If you don’t have a bank account, it is going to be hard to obtain a tax refund. This is because electronic banking and income tax filing are becoming so popular. The Treasury Department thinks tax refund debit cards could possibly be the solution. An income tax return electronically transferred isn’t helpful for any person without a bank account, which is also called “unbanked” or “underbanked”. Tax refund checks can take weeks to arrive. The unbanked will do something to get their cash faster. Typically this means getting “refund anticipation loans”. These checks also cost taxpayers enormous amounts just to print and mail them.
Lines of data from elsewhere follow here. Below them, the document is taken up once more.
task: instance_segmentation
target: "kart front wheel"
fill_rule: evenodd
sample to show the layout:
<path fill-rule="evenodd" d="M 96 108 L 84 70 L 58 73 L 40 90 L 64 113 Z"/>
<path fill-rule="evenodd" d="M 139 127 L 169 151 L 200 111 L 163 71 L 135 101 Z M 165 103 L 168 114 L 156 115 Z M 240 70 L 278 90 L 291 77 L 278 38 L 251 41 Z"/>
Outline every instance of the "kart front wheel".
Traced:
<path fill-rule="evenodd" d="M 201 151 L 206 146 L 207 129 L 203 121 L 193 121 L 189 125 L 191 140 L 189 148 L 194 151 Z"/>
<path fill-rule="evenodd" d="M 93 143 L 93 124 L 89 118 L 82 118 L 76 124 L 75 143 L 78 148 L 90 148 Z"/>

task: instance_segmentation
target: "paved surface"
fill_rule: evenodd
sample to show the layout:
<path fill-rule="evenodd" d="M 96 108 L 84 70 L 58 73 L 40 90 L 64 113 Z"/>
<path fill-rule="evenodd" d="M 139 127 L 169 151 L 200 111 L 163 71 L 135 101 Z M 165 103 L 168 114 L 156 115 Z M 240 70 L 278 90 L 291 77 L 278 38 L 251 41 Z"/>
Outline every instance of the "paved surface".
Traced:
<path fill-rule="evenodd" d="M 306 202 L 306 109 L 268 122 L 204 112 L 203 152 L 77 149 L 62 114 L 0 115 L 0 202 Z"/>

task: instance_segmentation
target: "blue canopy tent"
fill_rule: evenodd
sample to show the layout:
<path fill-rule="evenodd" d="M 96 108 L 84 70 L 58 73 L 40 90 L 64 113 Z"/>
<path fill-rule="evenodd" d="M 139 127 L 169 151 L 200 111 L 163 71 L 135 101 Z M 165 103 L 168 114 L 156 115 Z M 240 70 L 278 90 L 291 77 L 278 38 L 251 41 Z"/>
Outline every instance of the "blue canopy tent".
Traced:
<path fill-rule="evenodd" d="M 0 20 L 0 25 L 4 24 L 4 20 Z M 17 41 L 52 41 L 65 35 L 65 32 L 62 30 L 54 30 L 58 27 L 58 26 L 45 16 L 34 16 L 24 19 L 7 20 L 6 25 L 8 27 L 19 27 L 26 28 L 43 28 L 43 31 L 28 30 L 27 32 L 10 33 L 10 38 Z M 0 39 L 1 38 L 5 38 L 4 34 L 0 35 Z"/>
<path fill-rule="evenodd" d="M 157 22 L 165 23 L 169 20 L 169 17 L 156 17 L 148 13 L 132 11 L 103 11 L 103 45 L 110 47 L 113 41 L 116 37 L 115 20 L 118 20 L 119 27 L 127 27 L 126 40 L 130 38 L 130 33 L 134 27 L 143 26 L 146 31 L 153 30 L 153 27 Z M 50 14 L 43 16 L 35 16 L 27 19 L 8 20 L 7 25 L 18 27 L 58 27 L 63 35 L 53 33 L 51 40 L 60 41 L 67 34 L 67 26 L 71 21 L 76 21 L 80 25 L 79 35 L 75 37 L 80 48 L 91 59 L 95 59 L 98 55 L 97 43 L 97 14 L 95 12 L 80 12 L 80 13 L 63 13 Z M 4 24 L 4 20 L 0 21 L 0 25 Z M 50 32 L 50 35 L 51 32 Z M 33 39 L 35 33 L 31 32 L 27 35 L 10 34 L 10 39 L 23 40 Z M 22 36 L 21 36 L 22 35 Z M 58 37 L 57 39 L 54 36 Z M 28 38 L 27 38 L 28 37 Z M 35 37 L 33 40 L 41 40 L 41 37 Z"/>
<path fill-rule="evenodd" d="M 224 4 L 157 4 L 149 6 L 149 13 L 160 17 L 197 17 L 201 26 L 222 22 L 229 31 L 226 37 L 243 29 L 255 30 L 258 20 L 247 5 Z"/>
Possible tax refund debit cards
The biggest advantage offered by tax refund debit cards is speed. Income tax refund checks take six weeks to come within the mail when even a direct deposit can take eight to fifteen days to show up within the financial institution, says the Associated Press. Borrowing against an income tax return can mean steep fees on refund anticipation loans for many without bank accounts. Several hundred thousand taxpayers could be capable to obtain a debit card with the pilot tax return program beginning next year. Without a check or financial institution, the tax return debit bank cards work like checking accounts. If the bank cards are lose or stolen, consumer protections stop purchases, and also the bank cards are insured just like bank deposits. Bill-paying services will be stored on the bank cards as well.
Working class should get bank accounts
The Center for Economic Progress estimates up to 26 million working class people could benefit from income tax return debit cards. The number was reached by working with the direct deposit refund from the 2010 tax season subtracted from the total tax refunds. That means 96.3 million minus 70.3 million was done. The Obama administration is hoping this will encourage more to get bank accounts, says Automated Trader. A $50 million request has been submitted to Congress for the 2011 spending budget to create “Bank on USA,” a program to help support state and local efforts to obtain more low-to-moderate income taxpayers into mainstream banking. An FDIC 2009 survey showed roughly 9 million households were without bank accounts.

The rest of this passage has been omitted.